しかし、既存の建物は地盤が弱かったため、
地盤改良工事(現場打ちセメント杭)が施工されていました。
困ったことに、基本的には地中杭は抜かなければなりません。
そして、その時の撤去費用は杭を打つ工事費用より、
杭を抜く工事の方がはるかに高額となります。
そもそも地中に埋設している杭をきれいに抜く、完全に
撤去することは困難であると思います。
そこで今回はお施主さんとその後の利用に応じ、
どの程度まで撤去するか、検討しなければなりません。
まず、地中杭が深く地盤に刺さっている場合は、
途中でカットする方法。
また、土地に余裕がある場合は杭が打ってあるラインを
避けながら工事を行う方法等が考えられます。
いずれにしても改良工事を施工している物件は要注意です。
もちろん改良工事が必要な物件はあります。

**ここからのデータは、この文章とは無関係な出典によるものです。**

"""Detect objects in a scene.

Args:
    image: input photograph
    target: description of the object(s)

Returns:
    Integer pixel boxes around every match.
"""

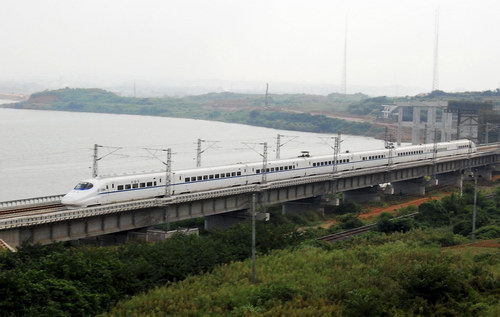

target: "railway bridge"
[0,145,499,249]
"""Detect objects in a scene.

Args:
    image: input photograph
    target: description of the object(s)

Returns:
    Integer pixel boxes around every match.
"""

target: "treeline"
[0,219,310,317]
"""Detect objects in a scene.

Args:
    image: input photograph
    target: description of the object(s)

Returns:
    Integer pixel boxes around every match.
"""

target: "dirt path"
[359,198,428,219]
[358,195,446,220]
[445,239,500,249]
[319,194,446,229]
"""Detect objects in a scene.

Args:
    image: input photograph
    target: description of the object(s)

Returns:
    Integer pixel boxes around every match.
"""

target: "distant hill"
[6,88,499,137]
[3,88,385,137]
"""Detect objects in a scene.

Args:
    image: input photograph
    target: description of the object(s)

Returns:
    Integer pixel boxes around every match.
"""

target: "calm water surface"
[0,107,385,200]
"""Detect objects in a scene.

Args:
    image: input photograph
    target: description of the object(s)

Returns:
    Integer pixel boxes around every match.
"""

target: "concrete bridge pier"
[204,210,269,231]
[435,171,463,187]
[342,186,381,203]
[390,177,426,196]
[477,166,493,181]
[281,197,326,216]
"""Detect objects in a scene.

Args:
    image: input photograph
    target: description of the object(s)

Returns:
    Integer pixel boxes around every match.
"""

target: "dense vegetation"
[103,231,499,316]
[0,218,310,317]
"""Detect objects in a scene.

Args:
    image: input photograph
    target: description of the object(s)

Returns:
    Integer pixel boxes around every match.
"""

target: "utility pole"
[275,134,298,160]
[165,148,172,197]
[251,193,257,284]
[195,139,218,168]
[432,128,438,180]
[261,142,268,184]
[485,122,490,144]
[92,144,122,178]
[196,139,203,168]
[92,144,99,178]
[472,170,478,243]
[276,134,281,159]
[333,133,341,175]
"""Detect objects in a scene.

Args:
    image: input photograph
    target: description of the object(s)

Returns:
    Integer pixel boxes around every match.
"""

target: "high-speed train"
[61,140,475,207]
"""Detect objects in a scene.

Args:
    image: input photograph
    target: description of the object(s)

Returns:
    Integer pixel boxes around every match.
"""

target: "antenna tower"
[432,7,440,91]
[265,83,269,108]
[340,18,348,95]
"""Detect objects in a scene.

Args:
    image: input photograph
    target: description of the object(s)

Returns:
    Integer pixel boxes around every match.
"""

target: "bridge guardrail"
[0,195,65,209]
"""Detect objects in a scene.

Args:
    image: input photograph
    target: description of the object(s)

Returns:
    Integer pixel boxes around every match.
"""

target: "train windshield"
[74,182,94,190]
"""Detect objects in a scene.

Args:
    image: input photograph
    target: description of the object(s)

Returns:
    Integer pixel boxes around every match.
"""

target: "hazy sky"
[1,0,499,94]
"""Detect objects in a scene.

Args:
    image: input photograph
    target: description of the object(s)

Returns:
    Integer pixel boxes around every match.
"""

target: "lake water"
[0,105,385,200]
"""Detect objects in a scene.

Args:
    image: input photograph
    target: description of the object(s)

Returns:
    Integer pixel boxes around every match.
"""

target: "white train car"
[61,140,475,207]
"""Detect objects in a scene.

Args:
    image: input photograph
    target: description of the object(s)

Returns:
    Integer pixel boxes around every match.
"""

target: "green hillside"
[3,88,384,136]
[102,233,500,316]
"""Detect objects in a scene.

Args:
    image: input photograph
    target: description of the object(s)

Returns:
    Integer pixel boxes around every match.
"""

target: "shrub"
[475,225,500,239]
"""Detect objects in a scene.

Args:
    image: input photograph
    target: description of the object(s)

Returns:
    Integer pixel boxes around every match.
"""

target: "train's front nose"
[61,181,96,207]
[61,191,81,206]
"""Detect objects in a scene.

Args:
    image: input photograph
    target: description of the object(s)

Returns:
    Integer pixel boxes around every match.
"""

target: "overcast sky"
[1,0,499,94]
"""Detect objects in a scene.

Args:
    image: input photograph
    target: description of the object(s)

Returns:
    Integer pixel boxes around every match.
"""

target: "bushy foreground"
[0,223,305,317]
[102,231,500,317]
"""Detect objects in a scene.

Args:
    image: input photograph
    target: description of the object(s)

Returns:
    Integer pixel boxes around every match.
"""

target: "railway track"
[317,212,419,243]
[0,204,66,218]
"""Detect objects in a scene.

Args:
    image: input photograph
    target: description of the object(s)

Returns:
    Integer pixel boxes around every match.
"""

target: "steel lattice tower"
[432,7,440,91]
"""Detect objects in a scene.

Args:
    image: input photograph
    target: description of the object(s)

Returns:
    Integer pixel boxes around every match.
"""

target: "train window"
[284,166,288,170]
[347,159,350,162]
[280,166,283,171]
[117,185,124,190]
[74,182,93,190]
[232,172,236,176]
[271,168,275,172]
[197,176,202,181]
[112,184,114,188]
[203,175,208,180]
[185,178,190,182]
[106,185,108,190]
[215,174,220,179]
[289,166,293,169]
[154,181,157,186]
[140,183,145,187]
[147,182,153,187]
[237,171,241,176]
[132,184,138,189]
[265,169,269,173]
[209,175,214,179]
[190,177,195,182]
[256,169,260,174]
[125,184,131,190]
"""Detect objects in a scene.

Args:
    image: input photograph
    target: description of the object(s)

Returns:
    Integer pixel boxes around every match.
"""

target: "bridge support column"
[343,187,381,203]
[477,167,493,181]
[282,201,324,216]
[435,171,463,187]
[0,228,22,249]
[204,210,269,231]
[390,178,426,196]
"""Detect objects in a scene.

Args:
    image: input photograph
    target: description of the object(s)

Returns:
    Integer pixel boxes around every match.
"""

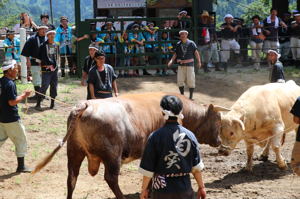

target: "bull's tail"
[32,102,88,174]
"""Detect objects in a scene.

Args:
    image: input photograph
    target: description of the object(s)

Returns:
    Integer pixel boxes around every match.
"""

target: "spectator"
[267,50,285,83]
[40,14,55,30]
[3,30,21,78]
[139,95,206,199]
[198,11,213,73]
[0,60,32,172]
[126,20,145,31]
[55,16,73,77]
[249,15,264,70]
[101,21,118,67]
[129,24,146,76]
[35,30,59,111]
[290,11,300,68]
[219,14,241,72]
[21,25,48,100]
[81,44,98,100]
[144,22,159,67]
[174,10,191,40]
[118,31,131,77]
[89,32,104,50]
[278,12,291,65]
[168,30,201,100]
[13,12,38,34]
[88,50,118,99]
[236,18,250,64]
[159,31,173,76]
[263,8,287,54]
[209,16,221,71]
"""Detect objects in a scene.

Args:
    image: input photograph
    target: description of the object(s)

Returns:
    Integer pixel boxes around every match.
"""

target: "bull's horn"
[212,105,231,112]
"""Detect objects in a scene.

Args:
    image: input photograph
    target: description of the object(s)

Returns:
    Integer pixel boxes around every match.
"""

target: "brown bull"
[32,92,228,199]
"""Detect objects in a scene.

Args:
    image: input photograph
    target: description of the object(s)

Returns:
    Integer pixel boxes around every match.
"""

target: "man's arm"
[139,176,151,199]
[194,50,202,68]
[89,83,96,99]
[81,72,88,86]
[192,170,206,199]
[8,91,31,106]
[168,53,177,67]
[112,80,119,97]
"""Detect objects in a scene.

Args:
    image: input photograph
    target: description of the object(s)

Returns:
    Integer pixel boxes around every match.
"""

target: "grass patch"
[285,67,300,78]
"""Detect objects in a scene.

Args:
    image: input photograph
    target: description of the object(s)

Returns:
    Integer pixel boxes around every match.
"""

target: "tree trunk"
[272,0,289,18]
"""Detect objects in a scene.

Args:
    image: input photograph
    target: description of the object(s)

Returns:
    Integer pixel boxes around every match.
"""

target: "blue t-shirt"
[139,122,202,193]
[0,77,20,123]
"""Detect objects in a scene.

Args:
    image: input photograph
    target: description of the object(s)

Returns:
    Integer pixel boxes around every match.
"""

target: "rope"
[34,90,73,107]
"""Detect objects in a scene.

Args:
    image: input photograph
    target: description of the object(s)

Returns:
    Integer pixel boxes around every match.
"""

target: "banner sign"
[147,0,192,8]
[97,0,146,8]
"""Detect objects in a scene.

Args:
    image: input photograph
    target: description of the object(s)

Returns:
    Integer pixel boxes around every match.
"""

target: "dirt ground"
[1,67,300,199]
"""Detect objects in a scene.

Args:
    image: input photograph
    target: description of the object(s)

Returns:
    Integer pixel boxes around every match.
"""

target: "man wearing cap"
[267,50,285,83]
[88,50,118,99]
[55,16,73,77]
[219,14,241,72]
[139,95,206,199]
[21,25,48,100]
[263,8,287,54]
[0,60,32,172]
[35,30,60,111]
[177,10,191,30]
[290,11,300,68]
[82,44,98,100]
[168,30,201,100]
[40,14,55,30]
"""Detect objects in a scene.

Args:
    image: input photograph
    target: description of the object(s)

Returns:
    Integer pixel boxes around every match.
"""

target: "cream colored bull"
[219,80,300,171]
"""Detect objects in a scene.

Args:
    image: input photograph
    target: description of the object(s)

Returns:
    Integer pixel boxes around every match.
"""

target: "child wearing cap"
[159,31,173,76]
[144,22,159,70]
[290,97,300,176]
[267,50,285,83]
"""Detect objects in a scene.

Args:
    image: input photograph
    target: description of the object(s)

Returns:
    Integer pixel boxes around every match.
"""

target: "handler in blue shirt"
[139,95,206,199]
[290,97,300,176]
[0,60,32,172]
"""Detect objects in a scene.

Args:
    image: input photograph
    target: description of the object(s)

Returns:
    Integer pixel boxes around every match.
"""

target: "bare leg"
[66,143,85,199]
[245,142,254,171]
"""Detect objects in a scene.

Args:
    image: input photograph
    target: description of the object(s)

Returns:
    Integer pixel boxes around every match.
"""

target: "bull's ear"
[233,118,245,131]
[211,104,231,112]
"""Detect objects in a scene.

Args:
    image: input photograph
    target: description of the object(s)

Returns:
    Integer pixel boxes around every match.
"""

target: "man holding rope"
[0,60,32,172]
[35,30,59,111]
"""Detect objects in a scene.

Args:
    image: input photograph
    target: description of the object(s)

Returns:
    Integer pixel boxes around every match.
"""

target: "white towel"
[267,16,279,28]
[252,24,262,36]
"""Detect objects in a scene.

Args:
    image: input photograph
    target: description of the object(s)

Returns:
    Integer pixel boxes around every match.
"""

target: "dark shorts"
[152,189,194,199]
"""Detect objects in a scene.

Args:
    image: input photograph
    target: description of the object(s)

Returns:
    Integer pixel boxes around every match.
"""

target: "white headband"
[162,109,184,120]
[179,10,187,15]
[179,30,188,35]
[2,60,17,71]
[89,46,98,51]
[224,14,234,20]
[46,30,56,36]
[38,26,49,30]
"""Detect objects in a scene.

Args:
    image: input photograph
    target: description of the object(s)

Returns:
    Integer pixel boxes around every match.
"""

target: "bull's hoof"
[258,155,269,162]
[278,162,288,170]
[243,165,253,173]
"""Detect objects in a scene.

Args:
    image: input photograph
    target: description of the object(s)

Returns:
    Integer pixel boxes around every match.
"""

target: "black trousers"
[60,55,73,70]
[40,70,58,99]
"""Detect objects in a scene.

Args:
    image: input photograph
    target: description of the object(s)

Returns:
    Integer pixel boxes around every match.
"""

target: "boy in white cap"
[35,30,60,111]
[267,50,285,83]
[0,60,32,172]
[219,14,241,72]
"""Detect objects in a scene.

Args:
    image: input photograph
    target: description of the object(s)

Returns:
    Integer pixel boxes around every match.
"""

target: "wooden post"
[298,0,300,12]
[75,0,82,77]
[272,0,289,18]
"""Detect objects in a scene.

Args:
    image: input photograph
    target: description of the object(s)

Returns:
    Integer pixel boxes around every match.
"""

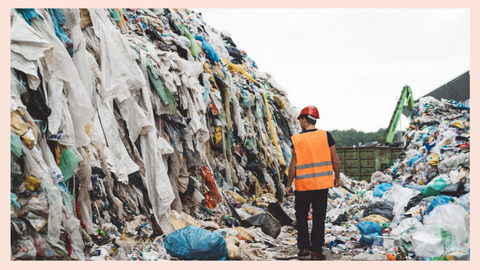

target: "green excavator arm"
[384,85,415,143]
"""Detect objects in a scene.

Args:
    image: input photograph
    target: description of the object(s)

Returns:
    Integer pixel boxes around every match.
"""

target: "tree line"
[329,128,403,147]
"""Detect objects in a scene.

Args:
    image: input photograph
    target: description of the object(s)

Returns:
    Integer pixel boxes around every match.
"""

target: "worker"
[285,105,341,260]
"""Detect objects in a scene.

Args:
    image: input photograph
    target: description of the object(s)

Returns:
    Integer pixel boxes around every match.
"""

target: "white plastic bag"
[422,204,469,251]
[411,231,445,258]
[383,184,420,224]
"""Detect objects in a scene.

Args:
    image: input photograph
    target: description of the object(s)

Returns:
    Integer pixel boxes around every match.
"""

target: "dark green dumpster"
[336,146,403,182]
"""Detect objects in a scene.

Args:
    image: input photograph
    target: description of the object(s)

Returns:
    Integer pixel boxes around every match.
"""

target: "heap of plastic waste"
[319,97,470,261]
[10,8,301,261]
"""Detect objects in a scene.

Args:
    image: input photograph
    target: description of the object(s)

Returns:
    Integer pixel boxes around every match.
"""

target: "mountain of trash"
[10,8,301,261]
[322,96,470,261]
[10,8,470,262]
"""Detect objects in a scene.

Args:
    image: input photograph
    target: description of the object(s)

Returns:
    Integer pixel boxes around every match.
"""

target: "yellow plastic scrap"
[244,206,263,216]
[224,189,247,204]
[361,214,391,224]
[24,176,42,191]
[272,95,286,109]
[250,176,264,198]
[84,122,91,136]
[170,211,200,230]
[261,146,273,165]
[79,9,92,29]
[266,184,275,196]
[452,120,464,129]
[427,153,441,166]
[261,90,286,165]
[225,237,240,259]
[222,58,259,84]
[203,63,220,90]
[11,110,37,149]
[214,126,222,144]
[116,8,126,28]
[255,200,269,208]
[235,227,254,242]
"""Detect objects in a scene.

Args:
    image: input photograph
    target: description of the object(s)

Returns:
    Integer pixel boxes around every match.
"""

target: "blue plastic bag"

しかし、
必要が無い場合は絶対にしない方が良いということです。
数年前、住宅業界は「改良工事ありきの地盤調査」が、
当たり前のような風習になっていました。
それは調査をするのが地盤改良会社だったからです。
今後もおそらく増え続ける「杭抜き工事」。
その問題を、簡単に解決できるやりかたが現れることを
心から願うばかりです。
▲改良工事を行うと、「地中埋設物有物件」として資産価値が下がる可能性があります。